In this Complete Evidence-based Practice paper, we describe the development and evolution of a combined academic summer bridge program and outdoors experience program designed to support the academic success of incoming STEM majors at The University. Students’ transitions to university can be challenging for a wide variety of reasons, including increased independence, leaving behind parents and friends while simultaneously struggling to form new peer groups, and adapting to more rigorous coursework with less externally imposed structure than prior learning experiences. These challenges, especially those related to students’ sense of belonging and connection to other students, can be particularly pronounced for women, non-traditional students, first generation students, and members of underrepresented minority groups.
To address these challenges, This University developed a multi day summer outdoors experience designed to strengthening relationships, building community, and increase participants’ sense of belonging in STEM disciplines through camping, rafting, hiking, and exploring STEM activities in the outdoors. As the program evolved, we added an on-campus academic summer bridge program immediately preceding the outdoor experience focused on team building, skills for academic success, structured interactions with faculty, and social events designed to promote connection and academic success at the university. We also added a new focus on support of underrepresented racial and ethnic minority, low socioeconomic status, rural, and/or female students through strategic recruiting and cohort building. Inspired by other universities’ efforts to attract and retain promising students with reduced mathematics preparation, we have integrated support for these students in the program as well. Through these activities, students transition to their first semester at the university with relationships with peers, faculty, and staff that can support the students’ successful transition from high school to college and persistence in their STEM degree program.

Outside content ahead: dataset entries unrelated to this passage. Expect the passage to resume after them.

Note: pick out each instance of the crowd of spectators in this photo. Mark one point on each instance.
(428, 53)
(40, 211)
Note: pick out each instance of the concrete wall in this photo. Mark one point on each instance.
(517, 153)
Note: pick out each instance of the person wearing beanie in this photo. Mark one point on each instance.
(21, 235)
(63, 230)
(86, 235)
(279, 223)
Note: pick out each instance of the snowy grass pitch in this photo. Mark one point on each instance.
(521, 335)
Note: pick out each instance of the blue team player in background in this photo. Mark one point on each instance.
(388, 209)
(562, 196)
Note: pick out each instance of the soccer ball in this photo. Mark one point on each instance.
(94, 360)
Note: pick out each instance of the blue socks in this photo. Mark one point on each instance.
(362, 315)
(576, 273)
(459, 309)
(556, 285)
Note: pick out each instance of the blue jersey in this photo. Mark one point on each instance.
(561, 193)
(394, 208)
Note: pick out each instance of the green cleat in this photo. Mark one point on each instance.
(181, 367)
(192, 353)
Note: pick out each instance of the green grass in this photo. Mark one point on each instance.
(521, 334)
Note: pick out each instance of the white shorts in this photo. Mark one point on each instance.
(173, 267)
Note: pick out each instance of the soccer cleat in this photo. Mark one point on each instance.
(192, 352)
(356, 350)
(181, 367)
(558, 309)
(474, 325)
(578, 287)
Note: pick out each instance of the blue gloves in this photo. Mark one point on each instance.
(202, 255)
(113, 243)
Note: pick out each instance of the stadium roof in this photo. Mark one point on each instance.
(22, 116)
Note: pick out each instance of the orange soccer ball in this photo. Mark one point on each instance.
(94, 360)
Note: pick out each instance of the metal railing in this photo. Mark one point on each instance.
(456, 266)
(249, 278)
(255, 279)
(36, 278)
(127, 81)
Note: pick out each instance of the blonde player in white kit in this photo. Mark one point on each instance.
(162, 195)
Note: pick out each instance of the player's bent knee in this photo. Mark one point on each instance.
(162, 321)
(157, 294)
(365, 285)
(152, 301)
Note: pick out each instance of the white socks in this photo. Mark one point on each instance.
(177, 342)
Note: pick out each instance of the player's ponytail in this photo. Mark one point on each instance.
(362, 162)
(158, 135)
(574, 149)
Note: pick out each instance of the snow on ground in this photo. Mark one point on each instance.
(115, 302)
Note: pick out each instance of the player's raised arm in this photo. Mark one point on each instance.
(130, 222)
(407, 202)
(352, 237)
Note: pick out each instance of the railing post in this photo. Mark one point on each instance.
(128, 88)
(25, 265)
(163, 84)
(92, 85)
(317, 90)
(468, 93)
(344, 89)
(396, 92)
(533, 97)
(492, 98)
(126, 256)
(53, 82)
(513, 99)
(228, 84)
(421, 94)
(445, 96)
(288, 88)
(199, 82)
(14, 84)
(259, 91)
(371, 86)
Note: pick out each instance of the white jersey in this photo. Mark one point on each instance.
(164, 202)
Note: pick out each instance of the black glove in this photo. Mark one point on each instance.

The programs described in this paper have existed in different forms since 2011, beginning with a pilot program involving four participants and at one time including as many as 33. To measure the lasting effects of these programs, we surveyed the participants and tracked their academic progress over several years. Preliminary results of these assessment efforts suggest that the program supported students’ success at the university through the development of lasting relationships with peers, faculty, and staff at the university, and overall was a positive experience with lasting effects on the participants.
In addition to the evolution and outcomes of this program, we also describe how the funding model for this program has changed over the years, beginning with an NSF-funded scholarship program and transitioning to being institutionalized and supported through the university budget and private foundation support.